The question that has to be raised is whether Jim Benning has done enough to address the Canucks’ defensive depth. It seems pretty clear at this point that he hasn’t.

With Hamhuis out, the second pairing will likely be Ben Hutton and Yannick Weber, according to lines at practice. That leaves Matt Bartkowski and Alex Biega on the third pairing. Yes, injuries are to blame, but those pairings ought to make Canucks fans nervous, as if they weren't nervous enough about the Canucks' defence. Even without the injuries, the defence was a cause of constant concern.

Consider where the current roster came from: the defencemen on the current roster were almost all brought into the Canucks’ organization by previous regimes.

Alex Edler was drafted under Dave Nonis. Chris Tanev was a free agent signing out of college by Mike Gillis. Hamhuis and Weber were both signed by Gillis, while Hutton was drafted under Gillis. Even Biega was a depth signing during Gillis’s last year on the job.

That’s not unusual, of course: all general managers inherit players. What matters is how you build around those players, supplement them, or replace them.

Jim Benning traded away Jason Garrison and Kevin Bieksa, both easily defensible moves that absolutely made sense for the Canucks. Bieksa in particular has shown this season that he isn’t anywhere close to the defenceman he used to be.

The issue is who Benning brought in to replace those departing defencemen: Luca Sbisa and Matt Bartkowski. Neither player inspires much confidence in Benning’s ability to assess defencemen. Though each has individual elements that impress—physicality and speed, respectively—their all-around games are lacking, particularly in the defensive zone.

Benning also traded away Adam Clendening and lost Frank Corrado to waivers unnecessarily, moves that, individually, aren’t devastating, but when seen as part of the larger picture don’t look good.

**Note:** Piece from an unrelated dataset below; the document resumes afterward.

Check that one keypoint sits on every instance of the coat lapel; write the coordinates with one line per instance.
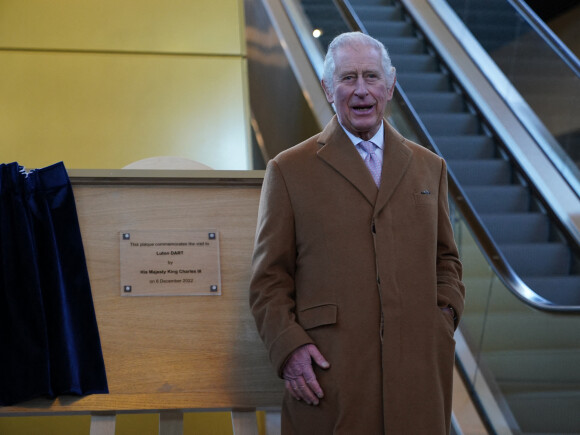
(338, 151)
(396, 159)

Neither player has done much this season—Corrado hasn’t even played a game for Toronto—but they would have been useful to the Canucks as depth.

Perhaps the issue is that Benning’s drafting, which appears to be his strength, hasn’t filled in the gaps yet, whereas at forward the Canucks are already benefitting from his recent draft picks: Jared McCann and Jake Virtanen. Defencemen do tend to take longer to develop, so that might be a defence of Benning.

The Canucks just signed Guillaume Brisebois to an entry-level contract; Carl Neill and Tate Olson are each scoring at near point-per-game paces in junior; the mysterious Nikita Tryamkin looms in the KHL; and there’s also Andrey Pedan and Ashton Sautner in Utica.

Oh, and don’t forget Jordan Subban. Except he was drafted under Gillis as well.

None of these players look remotely ready for the NHL. Pedan is the closest and the most likely to get called up, but up until last season he had a tough time even staying in the AHL.

It’s entirely possible, however, that players like Pedan and Brisebois will play an important role on the Canucks’ blueline in the future. It’s just tough to trust that Benning knows how to build a defence corps when Sbisa and Bartkowski are the only two NHL defencemen he’s added to the roster.

For now, at least, it seems clear that Benning has done more to damage the Canucks’ defensive depth than to build it.